Step 2 - Conversion in Glia: Inside glial cells, glutamate is converted back into glutamine.
Step 3 - Shuttling: Glutamine is transported out of the glia and taken up by the presynaptic neuron.
Step 4 - Re-synthesis: In the neuron, glutamine is converted back to glutamate by glutaminase, completing the cycle.
Why is it critical to rapidly clear glutamate from the synaptic cleft?
Reason: Glutamate is the main excitatory neurotransmitter.
Consequence: If it persists in the extracellular space, it can cause overexcitation of surrounding neurons, leading to excitotoxicity and potential cell damage. The glutamate-glutamine cycle ensures precise, transient signaling.
What are the three families of ionotropic glutamate receptors, and how did they get their names?
Families:
AMPA receptors
NMDA receptors
Kainate receptors
Naming: They are named after synthetic agonists that selectively activate them: AMPA, NMDA, and kainic acid.
What ions do ionotropic glutamate receptors conduct, and what type of postsynaptic potential do they always produce?
Ion Permeability: All conduct sodium (Na⁺) and potassium (K⁺) ions. Some subtypes are also permeable to calcium (Ca²⁺).

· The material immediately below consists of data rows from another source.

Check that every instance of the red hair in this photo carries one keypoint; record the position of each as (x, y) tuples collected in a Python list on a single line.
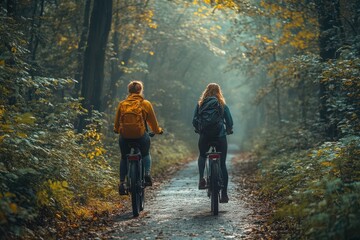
[(212, 89)]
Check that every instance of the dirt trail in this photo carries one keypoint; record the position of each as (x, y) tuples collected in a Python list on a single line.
[(180, 211)]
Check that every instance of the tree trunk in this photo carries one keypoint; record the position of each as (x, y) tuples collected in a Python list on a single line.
[(94, 57), (330, 41), (81, 47), (11, 8)]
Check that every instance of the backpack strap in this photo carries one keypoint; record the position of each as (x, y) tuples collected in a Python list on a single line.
[(145, 123)]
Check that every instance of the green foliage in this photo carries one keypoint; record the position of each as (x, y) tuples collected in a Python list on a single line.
[(343, 90), (317, 191)]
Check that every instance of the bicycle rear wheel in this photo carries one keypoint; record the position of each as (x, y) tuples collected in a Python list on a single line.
[(134, 188), (215, 190)]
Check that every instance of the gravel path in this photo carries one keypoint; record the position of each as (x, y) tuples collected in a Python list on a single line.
[(180, 211)]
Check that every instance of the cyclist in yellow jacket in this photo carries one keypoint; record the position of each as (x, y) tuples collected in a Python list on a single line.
[(127, 134)]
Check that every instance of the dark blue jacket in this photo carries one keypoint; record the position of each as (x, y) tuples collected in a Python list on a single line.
[(226, 126)]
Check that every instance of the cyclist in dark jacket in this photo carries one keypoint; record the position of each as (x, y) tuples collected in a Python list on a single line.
[(216, 133)]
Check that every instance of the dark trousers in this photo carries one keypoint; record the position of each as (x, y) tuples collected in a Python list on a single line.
[(144, 143), (220, 147)]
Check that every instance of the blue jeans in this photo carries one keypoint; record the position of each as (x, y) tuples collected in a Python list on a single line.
[(144, 143), (220, 147)]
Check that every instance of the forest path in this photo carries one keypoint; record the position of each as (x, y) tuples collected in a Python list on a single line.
[(180, 211)]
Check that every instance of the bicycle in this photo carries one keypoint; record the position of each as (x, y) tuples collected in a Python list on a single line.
[(213, 177), (136, 178)]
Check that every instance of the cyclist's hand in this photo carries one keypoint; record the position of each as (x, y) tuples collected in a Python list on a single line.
[(229, 131)]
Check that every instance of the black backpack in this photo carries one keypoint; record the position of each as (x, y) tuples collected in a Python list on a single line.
[(210, 116)]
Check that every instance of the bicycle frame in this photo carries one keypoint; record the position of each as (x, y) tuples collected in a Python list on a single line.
[(135, 179), (214, 177)]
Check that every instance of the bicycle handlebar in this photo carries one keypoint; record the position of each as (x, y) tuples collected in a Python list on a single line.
[(227, 132)]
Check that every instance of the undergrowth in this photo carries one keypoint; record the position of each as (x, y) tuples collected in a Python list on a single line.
[(316, 191)]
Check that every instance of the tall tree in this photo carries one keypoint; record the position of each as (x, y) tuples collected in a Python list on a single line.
[(330, 40), (94, 57), (81, 47)]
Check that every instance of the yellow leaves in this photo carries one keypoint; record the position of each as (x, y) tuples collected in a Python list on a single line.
[(327, 164), (266, 40), (26, 118), (22, 135), (62, 40), (13, 208), (92, 134), (153, 25)]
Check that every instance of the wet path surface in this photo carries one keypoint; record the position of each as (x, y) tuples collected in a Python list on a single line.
[(180, 211)]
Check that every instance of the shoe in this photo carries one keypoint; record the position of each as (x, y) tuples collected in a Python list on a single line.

Result: Their reversal potential is always more positive than the action potential threshold. Therefore, their activation always generates a fast Excitatory Postsynaptic Potential (EPSP).
Describe the structure of ionotropic glutamate receptors and their distribution in the nervous system.
Structure: Composed of four subunits. Multiple genes encode these subunits, leading to great diversity in properties like conductance and kinetics.
Distribution:
AMPA & NMDA receptors: Found together at most glutamatergic synapses in the brain.
Kainate receptors: Present at some synapses, and can be located on both postsynaptic and presynaptic membranes ( will change the membrane potenial,, have feedback system with what regulates glutamate).